For all intents and purposes, Ottavino is a two-seamer/slider pitcher with a show-me cutter. He recently said he worked on developing a new pitch over the winter without saying what it is (splitter?), though he hasn’t pitched enough in televised Grapefruit League games for us to see a potential new pitch in action, if he’s even thrown it. But yeah, it’s a heavy two-seamer and a soft slider, both with a ton of movement. Ottavino’s fun.
What will his role be?
If nothing else, the Yankees are believers in having a set Eighth Inning Guy™. Aroldis Chapman is going to close, we know that much, and Dellin Betances will undoubtedly begin the year as Chapman’s primary setup man after the season he had last year. That leaves Ottavino, Britton, and Chad Green for the sixth and seventh innings. I wouldn’t be surprised to see one of them lock in as the set Seventh Inning Guy™.
Ottavino did a little of everything during his time with the Rockies. Last season he typically pitched the eighth inning ahead of closer Wade Davis. He’s closed some in the past, he’s pitched in middle relief, he’s done it all. There isn’t a role he is unfamiliar with, which is good. Perhaps that means Boone will be flexible with him and use him as a true fireman in different spots rather than lock him into one inning.
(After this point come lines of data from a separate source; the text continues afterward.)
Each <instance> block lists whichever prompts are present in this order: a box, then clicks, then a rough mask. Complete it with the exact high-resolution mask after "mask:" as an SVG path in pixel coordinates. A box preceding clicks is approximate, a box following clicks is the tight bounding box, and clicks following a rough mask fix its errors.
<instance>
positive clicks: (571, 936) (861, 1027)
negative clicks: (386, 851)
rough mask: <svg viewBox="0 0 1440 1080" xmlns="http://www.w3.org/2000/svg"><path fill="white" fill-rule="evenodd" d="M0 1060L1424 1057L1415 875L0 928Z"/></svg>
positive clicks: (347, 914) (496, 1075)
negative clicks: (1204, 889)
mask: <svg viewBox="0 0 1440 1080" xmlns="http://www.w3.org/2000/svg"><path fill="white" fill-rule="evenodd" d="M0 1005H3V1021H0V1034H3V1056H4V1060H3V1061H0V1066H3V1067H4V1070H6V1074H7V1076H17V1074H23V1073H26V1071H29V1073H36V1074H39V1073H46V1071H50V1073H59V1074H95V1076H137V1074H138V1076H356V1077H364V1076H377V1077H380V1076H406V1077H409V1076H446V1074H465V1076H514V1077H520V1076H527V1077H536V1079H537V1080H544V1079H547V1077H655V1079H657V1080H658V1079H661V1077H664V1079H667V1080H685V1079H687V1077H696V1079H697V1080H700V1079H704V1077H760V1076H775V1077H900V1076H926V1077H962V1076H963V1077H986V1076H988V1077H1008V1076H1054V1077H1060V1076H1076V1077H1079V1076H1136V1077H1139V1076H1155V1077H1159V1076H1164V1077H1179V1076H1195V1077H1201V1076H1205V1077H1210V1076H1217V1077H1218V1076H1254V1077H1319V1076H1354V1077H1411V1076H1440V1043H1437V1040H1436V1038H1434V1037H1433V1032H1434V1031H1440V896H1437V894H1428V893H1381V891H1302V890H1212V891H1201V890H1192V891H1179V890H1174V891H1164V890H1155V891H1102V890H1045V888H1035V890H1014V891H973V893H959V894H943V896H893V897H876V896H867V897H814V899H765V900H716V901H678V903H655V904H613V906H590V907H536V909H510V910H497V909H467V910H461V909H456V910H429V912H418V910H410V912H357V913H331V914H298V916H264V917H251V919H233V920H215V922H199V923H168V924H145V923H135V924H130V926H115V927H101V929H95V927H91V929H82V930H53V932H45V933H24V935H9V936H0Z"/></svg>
“We have some guys who have a little more strength versus left-handed hitters, even though they’re right-handed pitchers, like Chad Green and Dellin Betances,” Ottavino said a few weeks ago. “I’ve been pretty tough on righties in my career, so I expect to get a lot of righty-on-righty matchups given our bullpen depth.”
As you’d expect given that slider, Ottavino was indeed more effective against righties than lefties last season. That isn’t to say he was bad against lefties. Not at all. They hit .174/.319/.241 (.252 wOBA) against him with a 32.4% strikeout rate. It’s just that Ottavino held righties to a .138/.231/.236 (.215 wOBA) batting line with a 39.4% strikeout rate. He was outstanding against righties and he didn’t need to be sheltered from lefties either.
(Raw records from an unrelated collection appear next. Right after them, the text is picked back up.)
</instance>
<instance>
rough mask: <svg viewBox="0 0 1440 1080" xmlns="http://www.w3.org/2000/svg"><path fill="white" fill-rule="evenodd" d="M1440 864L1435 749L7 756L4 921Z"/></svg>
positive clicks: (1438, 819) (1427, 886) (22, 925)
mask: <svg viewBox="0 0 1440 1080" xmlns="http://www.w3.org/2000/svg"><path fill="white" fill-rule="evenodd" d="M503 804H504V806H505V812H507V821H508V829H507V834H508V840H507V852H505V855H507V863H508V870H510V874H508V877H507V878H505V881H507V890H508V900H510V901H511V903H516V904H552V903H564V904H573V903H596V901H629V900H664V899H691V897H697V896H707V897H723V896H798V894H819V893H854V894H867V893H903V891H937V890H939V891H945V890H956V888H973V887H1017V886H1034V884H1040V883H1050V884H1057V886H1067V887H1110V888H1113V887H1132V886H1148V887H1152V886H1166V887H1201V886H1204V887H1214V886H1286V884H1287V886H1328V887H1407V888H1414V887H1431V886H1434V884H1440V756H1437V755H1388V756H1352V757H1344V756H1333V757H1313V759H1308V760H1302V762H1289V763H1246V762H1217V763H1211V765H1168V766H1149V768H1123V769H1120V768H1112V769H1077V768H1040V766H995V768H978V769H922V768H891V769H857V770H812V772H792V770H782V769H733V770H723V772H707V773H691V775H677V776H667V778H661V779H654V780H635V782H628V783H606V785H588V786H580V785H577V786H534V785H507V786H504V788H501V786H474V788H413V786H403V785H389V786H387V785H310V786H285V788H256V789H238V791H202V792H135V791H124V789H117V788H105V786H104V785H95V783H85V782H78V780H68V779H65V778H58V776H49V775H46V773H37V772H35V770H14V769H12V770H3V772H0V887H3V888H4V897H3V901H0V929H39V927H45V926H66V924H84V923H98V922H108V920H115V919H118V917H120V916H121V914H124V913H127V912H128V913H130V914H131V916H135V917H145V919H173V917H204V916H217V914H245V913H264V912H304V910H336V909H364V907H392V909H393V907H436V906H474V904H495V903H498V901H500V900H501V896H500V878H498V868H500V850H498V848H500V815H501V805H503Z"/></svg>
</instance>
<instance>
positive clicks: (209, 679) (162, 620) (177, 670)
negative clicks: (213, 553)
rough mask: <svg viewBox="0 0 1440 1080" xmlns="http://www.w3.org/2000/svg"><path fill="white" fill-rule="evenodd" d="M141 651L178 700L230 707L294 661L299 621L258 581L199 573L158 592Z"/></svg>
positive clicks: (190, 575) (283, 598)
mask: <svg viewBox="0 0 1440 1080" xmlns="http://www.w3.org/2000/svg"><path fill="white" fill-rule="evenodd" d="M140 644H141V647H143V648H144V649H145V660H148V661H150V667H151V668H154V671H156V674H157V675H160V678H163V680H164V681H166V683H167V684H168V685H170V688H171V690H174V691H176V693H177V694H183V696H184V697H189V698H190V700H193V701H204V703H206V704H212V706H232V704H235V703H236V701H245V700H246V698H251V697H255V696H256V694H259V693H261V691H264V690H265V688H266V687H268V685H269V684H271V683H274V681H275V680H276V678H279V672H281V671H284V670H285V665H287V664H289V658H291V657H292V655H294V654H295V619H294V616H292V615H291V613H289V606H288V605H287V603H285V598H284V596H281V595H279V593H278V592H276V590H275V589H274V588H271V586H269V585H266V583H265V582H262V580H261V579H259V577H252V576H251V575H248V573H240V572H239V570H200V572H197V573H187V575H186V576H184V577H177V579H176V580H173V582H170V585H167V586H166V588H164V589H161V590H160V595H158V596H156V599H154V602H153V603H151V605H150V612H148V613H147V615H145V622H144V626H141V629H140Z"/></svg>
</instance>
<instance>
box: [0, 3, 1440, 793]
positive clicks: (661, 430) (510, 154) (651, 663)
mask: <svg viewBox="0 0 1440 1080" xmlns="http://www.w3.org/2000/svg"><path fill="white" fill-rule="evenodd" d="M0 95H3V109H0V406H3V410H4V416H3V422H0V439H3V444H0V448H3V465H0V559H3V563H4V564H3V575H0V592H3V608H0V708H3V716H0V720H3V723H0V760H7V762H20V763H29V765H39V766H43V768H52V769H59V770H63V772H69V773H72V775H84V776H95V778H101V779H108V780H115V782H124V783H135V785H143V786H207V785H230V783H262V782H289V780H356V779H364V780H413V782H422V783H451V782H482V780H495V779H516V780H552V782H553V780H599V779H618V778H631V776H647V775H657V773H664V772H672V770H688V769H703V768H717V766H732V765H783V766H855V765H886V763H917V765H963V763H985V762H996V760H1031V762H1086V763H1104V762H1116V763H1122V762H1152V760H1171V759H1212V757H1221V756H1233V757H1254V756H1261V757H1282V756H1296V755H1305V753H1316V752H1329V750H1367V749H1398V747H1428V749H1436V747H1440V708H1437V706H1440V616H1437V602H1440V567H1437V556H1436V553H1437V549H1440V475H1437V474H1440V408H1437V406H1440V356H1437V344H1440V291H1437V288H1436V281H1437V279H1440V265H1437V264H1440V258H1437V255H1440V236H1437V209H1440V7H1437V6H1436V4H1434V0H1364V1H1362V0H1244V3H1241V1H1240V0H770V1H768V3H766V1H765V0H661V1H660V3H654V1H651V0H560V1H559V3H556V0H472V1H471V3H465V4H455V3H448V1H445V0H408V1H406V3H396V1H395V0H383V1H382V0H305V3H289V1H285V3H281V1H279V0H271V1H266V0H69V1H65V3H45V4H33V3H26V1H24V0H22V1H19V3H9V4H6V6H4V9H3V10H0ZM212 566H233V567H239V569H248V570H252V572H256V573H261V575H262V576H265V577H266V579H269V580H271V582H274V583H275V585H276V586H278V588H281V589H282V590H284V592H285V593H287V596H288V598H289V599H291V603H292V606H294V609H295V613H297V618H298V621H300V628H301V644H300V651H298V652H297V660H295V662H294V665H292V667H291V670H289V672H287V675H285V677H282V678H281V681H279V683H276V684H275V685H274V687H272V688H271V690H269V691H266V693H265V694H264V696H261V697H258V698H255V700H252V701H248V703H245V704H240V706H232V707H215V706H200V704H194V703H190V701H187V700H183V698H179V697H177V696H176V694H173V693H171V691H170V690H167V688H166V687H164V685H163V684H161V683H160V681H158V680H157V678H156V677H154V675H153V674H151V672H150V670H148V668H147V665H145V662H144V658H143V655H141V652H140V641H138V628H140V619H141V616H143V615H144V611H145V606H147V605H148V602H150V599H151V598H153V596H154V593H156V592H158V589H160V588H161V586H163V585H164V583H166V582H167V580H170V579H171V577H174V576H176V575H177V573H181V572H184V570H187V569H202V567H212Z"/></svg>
The perfect world scenario would be using Ottavino as the top right-handed matchup guy. Mookie Betts at the plate in a big spot in the sixth inning? J.D. Martinez in the seventh? Tommy Pham or Vlad Guerrero Jr. in the fifth? With Betances locked into the eighth inning for the time being, Ottavino is best equipped for those situations. The pure stuff is enough to overwhelm any right-handed batter. Matching up against top righty bats rather than being married to one set inning seems like the best way to use Ottavino.
Bullpen roles tend to develop organically as the season progresses — who had Betances being the team’s no-doubt Eighth Inning Guy™ at this time last year? — and my guess is Ottavino will be in that seventh inning mix with Britton. Perhaps they’ll share the role, with Ottavino facing tough righties and Britton facing tough lefties as necessary. That’s probably easiest. Of course, there will also be days he’s needed in the eighth inning, or the fifth. That’s baseball.
* * *
Replacing Robertson with Ottavino is very similar to replacing Robertson with Andrew Miller. In both instances the Yankees let Robertson, a very effective homegrown reliever and a known quantity, leave as a free agent so they could replace him with a cheaper player (in terms of annual salary) with a much shorter track record, but also someone who had a chance to be just as good as Robertson, if not better. Same idea both times.
Miller had one elite season under his belt when the Yankees signed him and the same applies to Ottavino now. Trading Miller for prospects in year two of his four-year contract was definitely not part of the plan, and boy, if the Yankees have to trade Ottavino for prospects at some point, it would mean something really went wrong. The logic is the similar though, and the Miller/Robertson move worked out pretty well. A repeat with Ottavino would be splendid.